Okay, if you know me at all, you know I love me some Amazing Race. Our household STOPS when it is on. The children are put to bed and threatened within an inch of their lives to stay there! It is the one night that I allow myself an evening snack. But that is not the race that I am talking about.
I'm talking about THIS race:
24However, I consider my life worth nothing to me, if only I may finish the race and complete the task the Lord Jesus has given me—the task of testifying to the gospel of God's grace.
And recently the race has all been up hill. I think I'm halfway up the Rockies about now. I'm just feeling unsure of what our future is going to look like. Does the congregation at Grace want us to stay? We can't live on the salary so I will have to look for work. But where? And how do I maintain a house for 7 people, laundry, dishes, etc, for 7 people? It is a full time job for me now.
I've been so blessed to be available to my children during the school day. That probably won't be the case next year.
I'm not complaining, really, just ruminating. (I love that word!) Wondering what God has next on the map for my race.

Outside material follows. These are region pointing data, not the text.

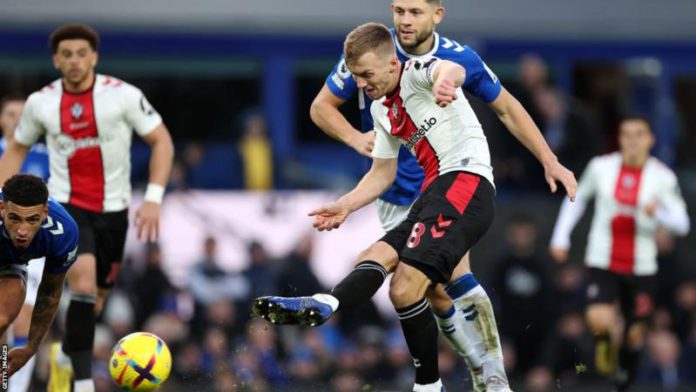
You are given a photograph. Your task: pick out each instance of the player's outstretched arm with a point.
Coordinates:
(521, 125)
(47, 300)
(147, 216)
(12, 159)
(447, 78)
(374, 183)
(325, 114)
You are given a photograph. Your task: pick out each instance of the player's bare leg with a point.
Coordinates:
(453, 326)
(601, 321)
(102, 295)
(474, 315)
(629, 354)
(407, 293)
(20, 330)
(13, 290)
(79, 330)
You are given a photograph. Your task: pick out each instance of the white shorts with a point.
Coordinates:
(35, 270)
(391, 215)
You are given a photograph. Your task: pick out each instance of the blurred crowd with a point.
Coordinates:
(216, 346)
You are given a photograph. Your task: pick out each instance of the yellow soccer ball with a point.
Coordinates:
(140, 362)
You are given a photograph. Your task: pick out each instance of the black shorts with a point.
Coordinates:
(104, 236)
(446, 220)
(635, 294)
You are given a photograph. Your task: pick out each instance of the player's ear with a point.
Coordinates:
(55, 61)
(439, 14)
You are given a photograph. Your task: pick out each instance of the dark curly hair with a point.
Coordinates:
(74, 31)
(25, 190)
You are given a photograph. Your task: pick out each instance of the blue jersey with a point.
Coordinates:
(36, 162)
(480, 82)
(56, 241)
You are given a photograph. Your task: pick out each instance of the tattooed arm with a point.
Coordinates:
(47, 300)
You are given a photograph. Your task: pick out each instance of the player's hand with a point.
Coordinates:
(363, 143)
(17, 357)
(557, 172)
(559, 255)
(147, 221)
(330, 216)
(445, 92)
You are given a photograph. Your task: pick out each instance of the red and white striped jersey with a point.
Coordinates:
(442, 139)
(88, 137)
(622, 235)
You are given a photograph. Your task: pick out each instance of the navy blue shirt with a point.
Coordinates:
(56, 240)
(480, 81)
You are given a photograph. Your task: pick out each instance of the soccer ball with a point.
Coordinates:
(140, 362)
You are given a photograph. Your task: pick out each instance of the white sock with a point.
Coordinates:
(434, 387)
(327, 299)
(20, 380)
(480, 327)
(62, 358)
(86, 385)
(453, 329)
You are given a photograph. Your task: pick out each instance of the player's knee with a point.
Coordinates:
(599, 320)
(401, 293)
(5, 321)
(382, 254)
(635, 336)
(84, 285)
(439, 300)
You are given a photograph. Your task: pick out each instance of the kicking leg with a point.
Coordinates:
(79, 330)
(478, 324)
(453, 326)
(358, 287)
(407, 293)
(601, 320)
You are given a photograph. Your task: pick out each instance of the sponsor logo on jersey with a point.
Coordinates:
(424, 127)
(66, 146)
(146, 107)
(77, 109)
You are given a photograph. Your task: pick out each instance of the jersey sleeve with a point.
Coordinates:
(419, 73)
(139, 113)
(64, 250)
(386, 145)
(671, 212)
(571, 212)
(340, 81)
(480, 80)
(29, 128)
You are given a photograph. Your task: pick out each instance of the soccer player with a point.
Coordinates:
(88, 119)
(415, 37)
(33, 226)
(36, 163)
(634, 194)
(420, 105)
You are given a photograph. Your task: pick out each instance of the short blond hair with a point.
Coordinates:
(368, 37)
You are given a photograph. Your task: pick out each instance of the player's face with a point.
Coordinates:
(22, 223)
(635, 139)
(415, 22)
(75, 59)
(376, 74)
(9, 117)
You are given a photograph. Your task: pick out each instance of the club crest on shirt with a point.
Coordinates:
(76, 110)
(628, 181)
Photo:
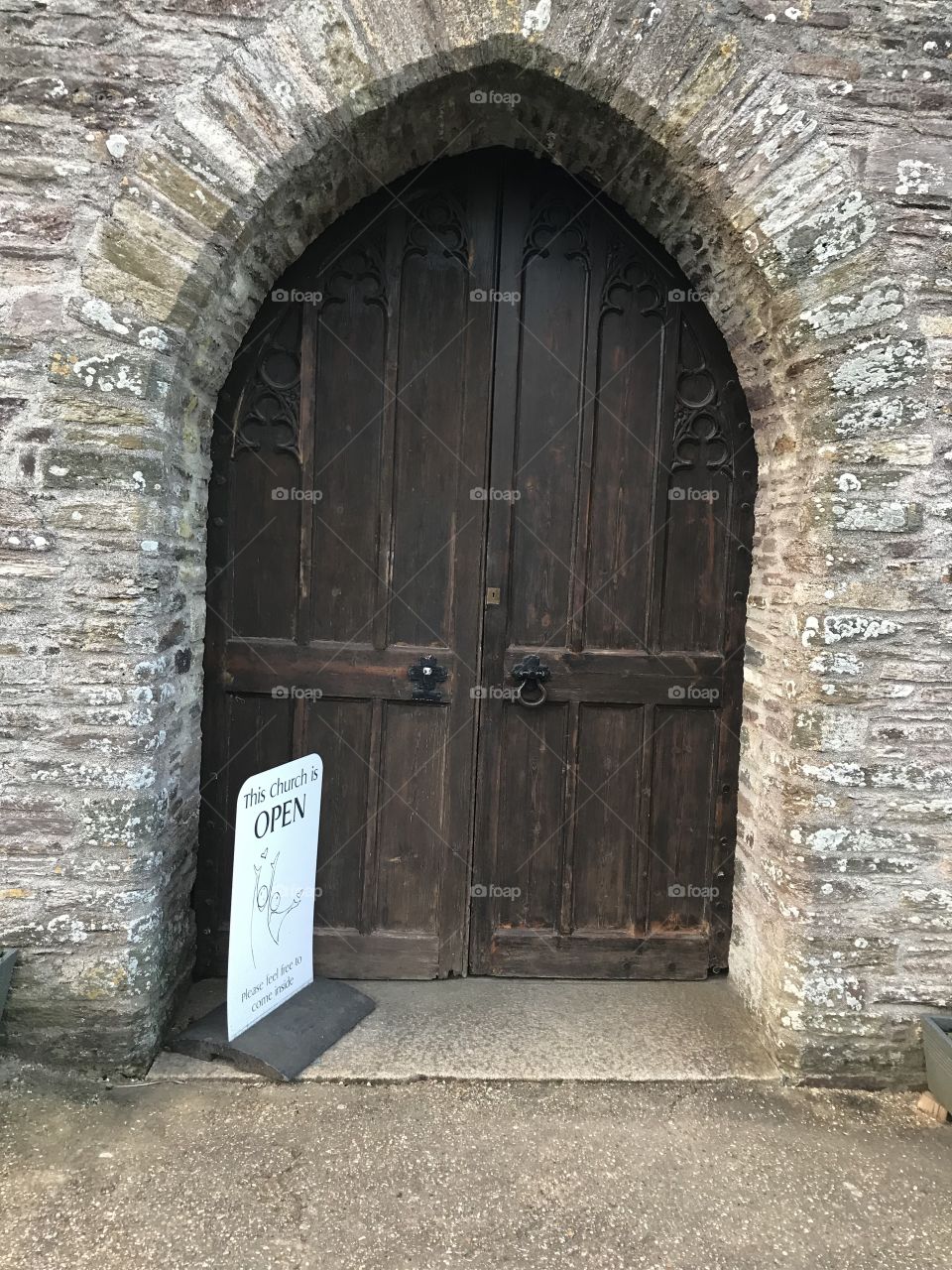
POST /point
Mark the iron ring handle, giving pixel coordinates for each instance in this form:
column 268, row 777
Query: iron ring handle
column 536, row 701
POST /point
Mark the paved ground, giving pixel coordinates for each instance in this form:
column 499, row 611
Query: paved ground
column 530, row 1029
column 426, row 1175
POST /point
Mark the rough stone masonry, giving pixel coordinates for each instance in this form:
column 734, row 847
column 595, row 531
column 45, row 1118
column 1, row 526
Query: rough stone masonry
column 164, row 162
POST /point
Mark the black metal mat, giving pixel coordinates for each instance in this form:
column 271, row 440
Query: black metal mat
column 287, row 1040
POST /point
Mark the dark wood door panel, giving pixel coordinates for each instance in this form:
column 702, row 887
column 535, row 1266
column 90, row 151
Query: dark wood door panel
column 622, row 559
column 357, row 479
column 390, row 444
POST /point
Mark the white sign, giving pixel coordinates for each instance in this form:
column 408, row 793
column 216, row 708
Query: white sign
column 271, row 944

There are some things that God has put on our hearts, real passions, and yet, I am not sure that they are open to us right now. In fact, I am sure they are not open to us right now. In HIS time, right?
So, right now I am going on faith, in a way I am not sure I ever have before
By Faith1Now faith is being sure of what we hope for and certain of what we do not see.
That is so hard sometimes! Kind of like in the Indiana Jones movie where Indy has to step out onto the pathway across the chasm. Sounds easy, except the pathway is not visible to the human eye.